The direction is clear: Docker is aiming to make MCP adoption scalable by giving organizations a practical operating model — approved servers, controlled distribution, consistent configuration, and enforceable security policies.
Running in Production and Working with Local Models
Finally, this article clarified that Docker’s MCP approach is not limited to Docker Desktop demos. The MCP Gateway enables the same patterns in headless and production contexts, configured through environment variables and standard container deployment practices.

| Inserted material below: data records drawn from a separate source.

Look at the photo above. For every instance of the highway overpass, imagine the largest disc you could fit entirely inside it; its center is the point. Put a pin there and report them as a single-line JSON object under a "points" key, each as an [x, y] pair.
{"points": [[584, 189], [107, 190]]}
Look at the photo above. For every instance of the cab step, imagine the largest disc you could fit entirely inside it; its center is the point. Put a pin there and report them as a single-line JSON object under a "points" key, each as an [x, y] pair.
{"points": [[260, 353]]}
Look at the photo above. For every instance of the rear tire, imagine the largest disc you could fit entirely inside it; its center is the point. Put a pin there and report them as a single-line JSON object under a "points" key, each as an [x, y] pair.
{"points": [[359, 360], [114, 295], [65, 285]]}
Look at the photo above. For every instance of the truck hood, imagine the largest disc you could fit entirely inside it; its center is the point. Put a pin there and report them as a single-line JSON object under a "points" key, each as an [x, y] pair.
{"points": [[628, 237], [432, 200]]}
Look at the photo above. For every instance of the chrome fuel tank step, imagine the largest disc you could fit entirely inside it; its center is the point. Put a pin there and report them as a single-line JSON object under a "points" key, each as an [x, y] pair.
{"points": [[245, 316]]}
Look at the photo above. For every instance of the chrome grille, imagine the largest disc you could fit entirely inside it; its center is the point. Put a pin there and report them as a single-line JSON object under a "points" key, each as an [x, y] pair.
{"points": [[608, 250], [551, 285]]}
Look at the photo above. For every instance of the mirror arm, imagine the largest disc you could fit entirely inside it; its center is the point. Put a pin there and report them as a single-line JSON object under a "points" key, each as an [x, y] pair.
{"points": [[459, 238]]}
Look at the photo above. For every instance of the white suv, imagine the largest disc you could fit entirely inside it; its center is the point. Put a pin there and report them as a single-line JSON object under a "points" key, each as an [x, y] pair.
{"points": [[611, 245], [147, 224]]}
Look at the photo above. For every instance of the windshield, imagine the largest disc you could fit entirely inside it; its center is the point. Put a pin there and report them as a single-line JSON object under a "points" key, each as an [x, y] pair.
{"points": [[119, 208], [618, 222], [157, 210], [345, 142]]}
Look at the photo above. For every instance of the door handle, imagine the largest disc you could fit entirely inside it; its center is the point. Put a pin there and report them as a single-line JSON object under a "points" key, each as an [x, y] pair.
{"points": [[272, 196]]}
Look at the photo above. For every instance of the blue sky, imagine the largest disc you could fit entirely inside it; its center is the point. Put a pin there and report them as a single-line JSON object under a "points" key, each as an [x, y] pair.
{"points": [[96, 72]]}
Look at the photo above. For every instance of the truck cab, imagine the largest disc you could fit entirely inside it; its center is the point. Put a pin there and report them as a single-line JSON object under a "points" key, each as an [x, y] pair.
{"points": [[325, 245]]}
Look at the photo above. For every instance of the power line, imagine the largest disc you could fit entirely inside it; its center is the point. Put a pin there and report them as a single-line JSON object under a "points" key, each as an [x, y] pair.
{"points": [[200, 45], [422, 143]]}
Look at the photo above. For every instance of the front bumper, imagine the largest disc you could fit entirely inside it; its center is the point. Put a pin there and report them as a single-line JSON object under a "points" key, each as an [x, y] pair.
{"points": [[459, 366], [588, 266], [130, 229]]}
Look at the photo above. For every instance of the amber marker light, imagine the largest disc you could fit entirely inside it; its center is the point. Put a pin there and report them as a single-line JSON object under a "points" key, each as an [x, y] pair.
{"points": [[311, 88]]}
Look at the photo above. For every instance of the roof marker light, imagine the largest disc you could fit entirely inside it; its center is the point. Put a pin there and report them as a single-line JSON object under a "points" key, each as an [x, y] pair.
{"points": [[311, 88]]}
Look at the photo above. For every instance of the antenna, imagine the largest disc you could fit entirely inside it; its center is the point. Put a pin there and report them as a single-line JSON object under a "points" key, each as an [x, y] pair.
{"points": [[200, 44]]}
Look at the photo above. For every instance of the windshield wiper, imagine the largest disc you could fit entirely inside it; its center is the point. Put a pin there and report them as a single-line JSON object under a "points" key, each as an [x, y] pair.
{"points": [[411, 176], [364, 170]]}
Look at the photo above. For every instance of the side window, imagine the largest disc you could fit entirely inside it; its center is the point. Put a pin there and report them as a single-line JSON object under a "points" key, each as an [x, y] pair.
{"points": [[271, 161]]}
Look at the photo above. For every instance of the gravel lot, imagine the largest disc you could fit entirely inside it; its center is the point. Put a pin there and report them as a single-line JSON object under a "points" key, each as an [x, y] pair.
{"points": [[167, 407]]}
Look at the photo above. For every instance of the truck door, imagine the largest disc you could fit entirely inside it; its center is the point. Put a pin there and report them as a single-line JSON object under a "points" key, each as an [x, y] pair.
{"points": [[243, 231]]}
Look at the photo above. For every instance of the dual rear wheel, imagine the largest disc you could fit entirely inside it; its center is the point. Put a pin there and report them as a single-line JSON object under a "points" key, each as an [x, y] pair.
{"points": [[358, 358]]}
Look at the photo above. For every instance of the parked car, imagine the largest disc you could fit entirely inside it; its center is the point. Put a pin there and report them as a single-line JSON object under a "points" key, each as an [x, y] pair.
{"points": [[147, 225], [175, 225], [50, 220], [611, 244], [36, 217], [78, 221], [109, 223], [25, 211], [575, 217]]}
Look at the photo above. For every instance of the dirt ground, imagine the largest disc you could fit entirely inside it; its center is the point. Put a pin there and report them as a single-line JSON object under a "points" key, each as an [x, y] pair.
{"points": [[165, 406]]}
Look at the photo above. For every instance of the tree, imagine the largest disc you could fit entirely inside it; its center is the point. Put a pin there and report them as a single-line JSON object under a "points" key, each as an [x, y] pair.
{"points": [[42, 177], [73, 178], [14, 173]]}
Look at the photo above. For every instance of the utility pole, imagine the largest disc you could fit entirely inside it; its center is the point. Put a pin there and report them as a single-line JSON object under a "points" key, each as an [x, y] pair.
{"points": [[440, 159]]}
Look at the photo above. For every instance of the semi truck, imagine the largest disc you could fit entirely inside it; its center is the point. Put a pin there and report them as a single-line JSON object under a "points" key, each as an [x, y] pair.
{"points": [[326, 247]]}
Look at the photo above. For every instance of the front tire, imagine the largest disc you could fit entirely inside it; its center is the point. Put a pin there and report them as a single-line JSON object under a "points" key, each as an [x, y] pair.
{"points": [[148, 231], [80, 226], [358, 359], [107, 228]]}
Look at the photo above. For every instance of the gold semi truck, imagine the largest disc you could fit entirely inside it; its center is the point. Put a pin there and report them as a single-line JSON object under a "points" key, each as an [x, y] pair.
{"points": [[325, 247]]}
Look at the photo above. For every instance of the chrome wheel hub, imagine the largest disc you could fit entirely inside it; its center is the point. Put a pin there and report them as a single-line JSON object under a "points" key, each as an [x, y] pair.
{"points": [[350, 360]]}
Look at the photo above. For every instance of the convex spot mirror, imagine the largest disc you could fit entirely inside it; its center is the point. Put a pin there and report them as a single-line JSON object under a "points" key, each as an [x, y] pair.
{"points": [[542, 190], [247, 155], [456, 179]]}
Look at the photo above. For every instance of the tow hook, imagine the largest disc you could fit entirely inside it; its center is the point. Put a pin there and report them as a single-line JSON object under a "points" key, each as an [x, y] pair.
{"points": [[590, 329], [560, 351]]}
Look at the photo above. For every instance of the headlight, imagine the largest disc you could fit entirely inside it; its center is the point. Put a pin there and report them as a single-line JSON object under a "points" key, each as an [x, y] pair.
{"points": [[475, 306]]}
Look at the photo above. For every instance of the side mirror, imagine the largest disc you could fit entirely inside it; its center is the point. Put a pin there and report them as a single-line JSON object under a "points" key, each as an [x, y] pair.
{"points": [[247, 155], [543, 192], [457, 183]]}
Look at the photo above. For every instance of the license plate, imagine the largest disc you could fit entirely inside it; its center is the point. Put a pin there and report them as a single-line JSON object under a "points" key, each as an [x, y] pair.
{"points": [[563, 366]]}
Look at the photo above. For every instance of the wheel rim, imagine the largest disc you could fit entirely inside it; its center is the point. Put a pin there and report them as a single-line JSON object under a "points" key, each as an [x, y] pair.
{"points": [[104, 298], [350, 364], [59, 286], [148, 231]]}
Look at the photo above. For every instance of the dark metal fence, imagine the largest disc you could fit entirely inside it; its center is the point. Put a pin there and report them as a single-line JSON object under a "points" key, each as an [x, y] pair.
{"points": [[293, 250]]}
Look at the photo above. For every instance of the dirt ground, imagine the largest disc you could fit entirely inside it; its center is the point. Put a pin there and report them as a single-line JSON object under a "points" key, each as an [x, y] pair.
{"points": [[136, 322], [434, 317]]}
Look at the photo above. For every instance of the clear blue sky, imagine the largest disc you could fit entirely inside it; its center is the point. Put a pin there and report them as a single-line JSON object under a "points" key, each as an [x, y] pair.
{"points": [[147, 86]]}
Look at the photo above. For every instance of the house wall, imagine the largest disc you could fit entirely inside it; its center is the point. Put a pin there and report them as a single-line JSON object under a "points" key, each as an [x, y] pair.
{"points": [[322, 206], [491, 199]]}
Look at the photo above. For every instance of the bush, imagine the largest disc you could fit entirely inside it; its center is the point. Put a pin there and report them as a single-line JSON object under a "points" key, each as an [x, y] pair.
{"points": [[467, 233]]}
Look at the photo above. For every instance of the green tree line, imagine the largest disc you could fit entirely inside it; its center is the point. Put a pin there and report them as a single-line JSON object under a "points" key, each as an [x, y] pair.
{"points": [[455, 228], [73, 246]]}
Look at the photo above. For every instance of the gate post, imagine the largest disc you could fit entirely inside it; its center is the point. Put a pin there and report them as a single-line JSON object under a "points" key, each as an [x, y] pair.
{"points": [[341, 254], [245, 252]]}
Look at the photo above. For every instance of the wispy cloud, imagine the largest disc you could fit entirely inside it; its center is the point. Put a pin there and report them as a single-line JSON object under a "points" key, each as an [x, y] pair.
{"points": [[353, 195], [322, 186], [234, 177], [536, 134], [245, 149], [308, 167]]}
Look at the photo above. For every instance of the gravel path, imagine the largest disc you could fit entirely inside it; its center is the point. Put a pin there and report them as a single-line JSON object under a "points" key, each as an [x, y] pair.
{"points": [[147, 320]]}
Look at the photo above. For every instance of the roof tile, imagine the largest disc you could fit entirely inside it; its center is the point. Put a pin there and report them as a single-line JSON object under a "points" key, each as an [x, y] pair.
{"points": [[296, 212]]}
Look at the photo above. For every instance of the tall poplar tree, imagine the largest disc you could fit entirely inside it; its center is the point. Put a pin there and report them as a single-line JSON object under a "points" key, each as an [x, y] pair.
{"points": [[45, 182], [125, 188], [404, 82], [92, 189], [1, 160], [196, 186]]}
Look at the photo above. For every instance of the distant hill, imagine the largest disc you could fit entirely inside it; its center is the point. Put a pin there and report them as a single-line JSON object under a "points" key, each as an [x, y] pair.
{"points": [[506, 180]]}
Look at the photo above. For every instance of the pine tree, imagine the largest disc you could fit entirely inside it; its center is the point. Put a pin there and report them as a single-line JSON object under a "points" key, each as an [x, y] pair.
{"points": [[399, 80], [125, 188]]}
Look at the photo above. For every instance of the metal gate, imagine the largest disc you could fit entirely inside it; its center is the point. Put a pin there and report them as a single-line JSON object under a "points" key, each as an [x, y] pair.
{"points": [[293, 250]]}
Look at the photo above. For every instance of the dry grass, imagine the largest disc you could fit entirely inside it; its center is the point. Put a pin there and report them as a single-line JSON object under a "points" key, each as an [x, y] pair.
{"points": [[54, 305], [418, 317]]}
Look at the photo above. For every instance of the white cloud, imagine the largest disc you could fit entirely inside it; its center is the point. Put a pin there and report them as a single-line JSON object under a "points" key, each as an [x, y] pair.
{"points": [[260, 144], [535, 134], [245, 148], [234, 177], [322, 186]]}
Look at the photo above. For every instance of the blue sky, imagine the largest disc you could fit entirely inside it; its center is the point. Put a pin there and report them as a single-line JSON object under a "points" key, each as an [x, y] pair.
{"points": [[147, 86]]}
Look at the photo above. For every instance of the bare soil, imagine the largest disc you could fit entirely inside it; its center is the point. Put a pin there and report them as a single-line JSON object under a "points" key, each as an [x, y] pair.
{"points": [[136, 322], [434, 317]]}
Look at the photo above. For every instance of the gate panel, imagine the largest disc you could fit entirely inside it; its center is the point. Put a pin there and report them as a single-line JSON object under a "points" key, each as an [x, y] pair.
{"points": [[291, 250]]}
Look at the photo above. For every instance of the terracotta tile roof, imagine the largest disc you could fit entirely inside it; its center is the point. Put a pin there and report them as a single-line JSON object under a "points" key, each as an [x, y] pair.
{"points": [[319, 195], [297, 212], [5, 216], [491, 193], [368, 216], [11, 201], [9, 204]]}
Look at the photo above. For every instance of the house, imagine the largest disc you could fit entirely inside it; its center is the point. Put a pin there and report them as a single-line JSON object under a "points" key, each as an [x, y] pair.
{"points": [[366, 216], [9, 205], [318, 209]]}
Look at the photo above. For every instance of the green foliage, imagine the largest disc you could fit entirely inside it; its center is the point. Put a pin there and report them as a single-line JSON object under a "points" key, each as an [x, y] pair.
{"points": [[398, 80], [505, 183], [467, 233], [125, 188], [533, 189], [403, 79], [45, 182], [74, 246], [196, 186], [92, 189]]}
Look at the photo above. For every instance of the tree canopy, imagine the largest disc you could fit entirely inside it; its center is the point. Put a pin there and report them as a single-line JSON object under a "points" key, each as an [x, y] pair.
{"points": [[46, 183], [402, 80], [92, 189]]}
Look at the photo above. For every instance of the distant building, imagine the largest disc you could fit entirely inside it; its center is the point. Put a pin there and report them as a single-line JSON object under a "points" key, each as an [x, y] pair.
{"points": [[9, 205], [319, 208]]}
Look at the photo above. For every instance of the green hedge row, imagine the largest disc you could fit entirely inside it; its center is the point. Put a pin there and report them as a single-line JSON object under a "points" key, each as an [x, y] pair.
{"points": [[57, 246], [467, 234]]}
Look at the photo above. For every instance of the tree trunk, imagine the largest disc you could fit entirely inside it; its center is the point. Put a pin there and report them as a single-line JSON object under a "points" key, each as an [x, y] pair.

It also touched on how this can pair with Docker Model Runner (running models locally). The important nuance is that a model runtime alone is not an MCP client; you still need an agent/client layer that can connect the model to MCP servers. In principle, you can combine:
- a locally running model (via Docker Model Runner),
- an MCP client/agent (e.g., an assistant application),
- and the MCP Toolkit/Gateway as the controlled bridge to MCP servers.
Key Takeaways
- MCP is compelling because it standardizes how AI applications call deterministic tools and access external context.
- The MCP ecosystem’s biggest risks are discovery, installation, and security, especially as tool access grows.
- Docker’s strategy is to “containerize and govern” MCP: a catalog of packaged servers, a toolkit/gateway that centralizes configuration and policy, and mechanisms like interceptors to manage real-world threats such as prompt injection.
- Advanced capabilities, remote servers with OAuth, dynamic server management, profiles, and private catalogs signal an emphasis on enterprise scalability and operational control.